Managing runaway costs
Negotiating volume rates, eliminating hidden charges and juggling deliverables are some of the tactics companies are using to manage runaway development costs.
But the heftiest savings aren't coming from playing hardball. "We don't get into horse trading," says Steve Klinenberg, VP-general manager of Digital Facades, a Santa Monica, Calif.-based developer.
"The reality is, if you want to pay half the design price, you'll get half the design."
Instead, savvy companies are winning concessions by applying a time-honored purchasing tactic -- developing long-term partnerships.
Working with full-service developers, they're consolidating site development, hosting and maintenance with one vendor and outsourcing multiple projects to the same shop.
Kimberly Clark, for one, estimates it shaved at least 10% off its total costs by awarding a multisite assignment, complete with intranet and extranet iterations, to Information Architecture, an Atlanta-based full-service developer.
"We saw this as a two-year commitment in which the developer would handle everything -- from design and production to hosting, updating and site enhancements," says Mark Semmelmayer, Kimberly Clark's associate director of communications services. "By bundling our business, we also avoided a double markup on services ordinarily contracted out."
In fact, most Web shops are hungry for clients, like Mr. Semmelmayer, who see these relationships as more than just a one-site stand. "If I can get a stream of future revenue from a huge client, I'm more willing to bite down on my margins to negotiate," says Amy LeBan, director of marketing strategic relations of Eagle River Interactive, a $40 million Chicago-based Web developer.
Sharing assets saves
Anytime developers can share assets across Internet, intranet, extranet and CD-ROM projects, it will result in cost savings to the client. "We discount based on volume because we can leverage resources," says Digital Facade's Mr. Klinenberg. "It cuts up to 25% of our design and production time, as well as 50% of our paperwork."
Web developers have also been known to ply customers with discounts for awarding them with the plum electronic commerce and corporate intranet assignments. "These are two areas that are particularly hot among developers these days," says Michelle Kensinger, business development manager of San Francisco-based Vivid Studios.
Ms. Kensinger says Vivid may lop as much as 25% off the price because it wants to expand its credentials in this area.
Companies that can't -- or don't want to -- play in the long-term game, are still lowering their costs by simply getting the fat out.
Convinced that developers pad their estimates, Robert Gingras, manager of electronic commerce for Kenosha, Wis.-based Snap On Tools, requested an itemized breakdown of costs from bidders.
As a result, the Milwaukee-based firm sliced 25% off price quotes for its Web site and extranet by eliminating content templates and other "incremental" items not critical for launch.
Downsize wish list
Doing some of the work up-front can also slash costs.
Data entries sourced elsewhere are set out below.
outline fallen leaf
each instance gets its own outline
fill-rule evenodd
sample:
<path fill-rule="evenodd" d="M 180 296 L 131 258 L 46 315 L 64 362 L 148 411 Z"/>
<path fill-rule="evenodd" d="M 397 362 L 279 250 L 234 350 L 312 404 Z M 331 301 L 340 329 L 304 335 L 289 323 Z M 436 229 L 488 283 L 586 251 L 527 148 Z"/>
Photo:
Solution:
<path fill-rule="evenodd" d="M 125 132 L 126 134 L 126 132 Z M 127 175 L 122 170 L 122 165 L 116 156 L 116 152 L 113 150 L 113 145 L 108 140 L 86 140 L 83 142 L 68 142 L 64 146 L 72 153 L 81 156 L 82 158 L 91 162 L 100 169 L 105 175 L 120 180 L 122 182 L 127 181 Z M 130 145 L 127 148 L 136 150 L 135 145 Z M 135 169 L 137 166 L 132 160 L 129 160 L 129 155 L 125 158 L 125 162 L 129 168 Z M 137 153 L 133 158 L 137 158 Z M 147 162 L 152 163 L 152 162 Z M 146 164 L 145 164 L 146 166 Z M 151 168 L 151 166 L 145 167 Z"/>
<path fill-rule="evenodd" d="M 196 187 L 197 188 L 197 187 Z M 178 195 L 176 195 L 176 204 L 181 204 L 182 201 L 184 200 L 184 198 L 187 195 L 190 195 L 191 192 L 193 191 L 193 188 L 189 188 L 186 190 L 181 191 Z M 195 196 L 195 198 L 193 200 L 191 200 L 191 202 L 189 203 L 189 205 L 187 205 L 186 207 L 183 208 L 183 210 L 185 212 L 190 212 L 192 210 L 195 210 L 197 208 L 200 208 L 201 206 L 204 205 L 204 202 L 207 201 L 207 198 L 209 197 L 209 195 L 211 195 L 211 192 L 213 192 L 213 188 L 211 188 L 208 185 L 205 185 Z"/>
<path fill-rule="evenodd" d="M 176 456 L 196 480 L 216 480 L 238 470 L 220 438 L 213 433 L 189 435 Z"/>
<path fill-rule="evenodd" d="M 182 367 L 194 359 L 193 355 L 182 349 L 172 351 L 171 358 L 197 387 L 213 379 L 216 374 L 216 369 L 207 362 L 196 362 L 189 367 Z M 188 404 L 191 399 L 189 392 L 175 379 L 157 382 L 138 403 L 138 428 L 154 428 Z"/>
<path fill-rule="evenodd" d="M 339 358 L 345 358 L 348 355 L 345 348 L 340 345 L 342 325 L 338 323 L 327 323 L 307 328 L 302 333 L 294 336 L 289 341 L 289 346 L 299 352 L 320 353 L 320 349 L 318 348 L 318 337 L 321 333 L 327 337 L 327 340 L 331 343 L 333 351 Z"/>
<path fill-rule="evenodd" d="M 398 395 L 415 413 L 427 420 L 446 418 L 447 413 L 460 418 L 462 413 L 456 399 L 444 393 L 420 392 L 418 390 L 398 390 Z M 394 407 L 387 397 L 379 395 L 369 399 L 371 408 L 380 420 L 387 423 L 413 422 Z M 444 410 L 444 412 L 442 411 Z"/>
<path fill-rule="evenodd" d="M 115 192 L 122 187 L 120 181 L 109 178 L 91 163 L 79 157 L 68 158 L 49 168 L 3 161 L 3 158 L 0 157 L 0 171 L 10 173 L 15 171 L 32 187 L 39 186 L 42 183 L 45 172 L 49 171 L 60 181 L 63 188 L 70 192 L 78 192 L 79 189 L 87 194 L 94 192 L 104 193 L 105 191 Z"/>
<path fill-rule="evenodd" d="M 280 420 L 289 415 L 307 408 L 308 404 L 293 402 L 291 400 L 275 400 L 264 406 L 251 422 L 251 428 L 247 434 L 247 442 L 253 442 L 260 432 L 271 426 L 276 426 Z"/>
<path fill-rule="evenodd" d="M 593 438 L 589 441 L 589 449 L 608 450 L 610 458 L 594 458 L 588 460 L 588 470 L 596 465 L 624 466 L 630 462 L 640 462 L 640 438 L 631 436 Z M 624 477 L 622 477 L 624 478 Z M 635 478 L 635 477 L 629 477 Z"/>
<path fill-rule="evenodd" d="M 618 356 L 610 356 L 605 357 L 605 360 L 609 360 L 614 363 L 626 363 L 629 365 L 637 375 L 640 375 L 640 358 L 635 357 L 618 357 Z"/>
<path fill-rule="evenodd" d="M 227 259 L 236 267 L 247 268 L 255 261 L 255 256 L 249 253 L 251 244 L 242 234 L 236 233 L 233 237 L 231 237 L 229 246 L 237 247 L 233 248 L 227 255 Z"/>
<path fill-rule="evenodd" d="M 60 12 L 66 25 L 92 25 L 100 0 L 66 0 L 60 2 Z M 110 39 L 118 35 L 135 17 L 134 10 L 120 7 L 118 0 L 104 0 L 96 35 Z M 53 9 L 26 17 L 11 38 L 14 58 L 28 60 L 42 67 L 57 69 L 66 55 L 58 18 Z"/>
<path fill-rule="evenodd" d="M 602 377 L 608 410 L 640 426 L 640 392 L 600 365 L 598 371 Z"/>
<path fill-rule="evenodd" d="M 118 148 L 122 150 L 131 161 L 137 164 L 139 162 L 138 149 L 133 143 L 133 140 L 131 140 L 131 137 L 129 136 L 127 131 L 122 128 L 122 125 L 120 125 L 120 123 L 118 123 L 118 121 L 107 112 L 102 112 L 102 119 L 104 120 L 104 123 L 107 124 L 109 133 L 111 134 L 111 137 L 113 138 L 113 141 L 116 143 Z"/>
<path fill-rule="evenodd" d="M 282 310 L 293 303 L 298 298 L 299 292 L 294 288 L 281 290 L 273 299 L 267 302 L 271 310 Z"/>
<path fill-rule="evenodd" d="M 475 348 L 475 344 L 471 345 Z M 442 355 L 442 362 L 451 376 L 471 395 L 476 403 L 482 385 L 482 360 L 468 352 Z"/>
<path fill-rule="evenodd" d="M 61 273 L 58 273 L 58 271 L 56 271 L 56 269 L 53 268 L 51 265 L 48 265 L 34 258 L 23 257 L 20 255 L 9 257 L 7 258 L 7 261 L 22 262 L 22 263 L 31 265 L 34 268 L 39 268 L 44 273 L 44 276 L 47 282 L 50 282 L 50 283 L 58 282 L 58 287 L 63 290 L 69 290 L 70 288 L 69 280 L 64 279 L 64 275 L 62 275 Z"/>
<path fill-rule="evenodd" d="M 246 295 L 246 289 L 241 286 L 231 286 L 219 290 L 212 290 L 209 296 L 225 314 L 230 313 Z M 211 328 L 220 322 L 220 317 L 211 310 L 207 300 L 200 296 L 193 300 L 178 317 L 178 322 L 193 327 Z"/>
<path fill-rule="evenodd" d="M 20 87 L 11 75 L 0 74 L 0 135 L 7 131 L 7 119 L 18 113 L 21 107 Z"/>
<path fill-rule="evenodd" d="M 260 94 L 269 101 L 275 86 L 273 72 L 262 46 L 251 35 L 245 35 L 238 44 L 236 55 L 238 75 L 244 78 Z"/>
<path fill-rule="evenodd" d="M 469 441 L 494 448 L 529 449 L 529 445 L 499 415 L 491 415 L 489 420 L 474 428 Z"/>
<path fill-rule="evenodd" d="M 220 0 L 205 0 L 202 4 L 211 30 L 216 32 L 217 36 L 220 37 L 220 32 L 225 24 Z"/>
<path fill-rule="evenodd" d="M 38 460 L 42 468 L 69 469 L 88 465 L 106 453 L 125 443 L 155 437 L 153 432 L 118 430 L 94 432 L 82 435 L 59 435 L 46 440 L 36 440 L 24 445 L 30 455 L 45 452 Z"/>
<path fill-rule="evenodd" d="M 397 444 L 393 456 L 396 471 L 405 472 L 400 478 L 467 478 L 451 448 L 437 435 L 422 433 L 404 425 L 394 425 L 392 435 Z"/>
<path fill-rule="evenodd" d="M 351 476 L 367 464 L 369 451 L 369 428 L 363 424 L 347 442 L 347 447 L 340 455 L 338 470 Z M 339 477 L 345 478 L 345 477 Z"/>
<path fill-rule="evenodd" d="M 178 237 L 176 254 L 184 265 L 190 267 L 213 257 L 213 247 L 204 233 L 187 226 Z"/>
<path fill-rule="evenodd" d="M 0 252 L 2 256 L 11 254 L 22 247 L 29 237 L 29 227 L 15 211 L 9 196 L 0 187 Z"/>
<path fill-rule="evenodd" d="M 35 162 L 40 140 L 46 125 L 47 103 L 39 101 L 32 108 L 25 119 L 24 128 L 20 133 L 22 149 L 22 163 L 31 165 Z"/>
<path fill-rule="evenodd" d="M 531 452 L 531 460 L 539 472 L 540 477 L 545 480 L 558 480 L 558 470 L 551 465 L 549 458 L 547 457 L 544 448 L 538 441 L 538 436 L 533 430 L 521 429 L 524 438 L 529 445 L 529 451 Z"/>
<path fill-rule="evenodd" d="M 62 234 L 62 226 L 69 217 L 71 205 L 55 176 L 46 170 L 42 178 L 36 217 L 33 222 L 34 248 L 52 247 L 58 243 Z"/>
Kimberly Clark estimates it saved 50% on design costs for one site by supplying the developer with digital images it had in-house. "Anytime the developer doesn't have to start from scratch, it saves you money," says Mr. Semmelmayer, who is also chairman of the Business Marketing Association.
Vivid's Ms. Kensinger agrees: "On a $200,000 prototype, a client can save as much as $20,000, simply by doing some work up-front."
An often overlooked opportunity for cost avoidance is ongoing maintenance. Most developers can recount horror stories of companies that blow their entire budgets on site development and are unable to maintain their new investment.
Too often, they end up paying more because maintenance was not negotiated as part of the overall contract. "We will negotiate a discounted hourly rate for ongoing service, but it must be done up-front," says Mr. Klinenberg.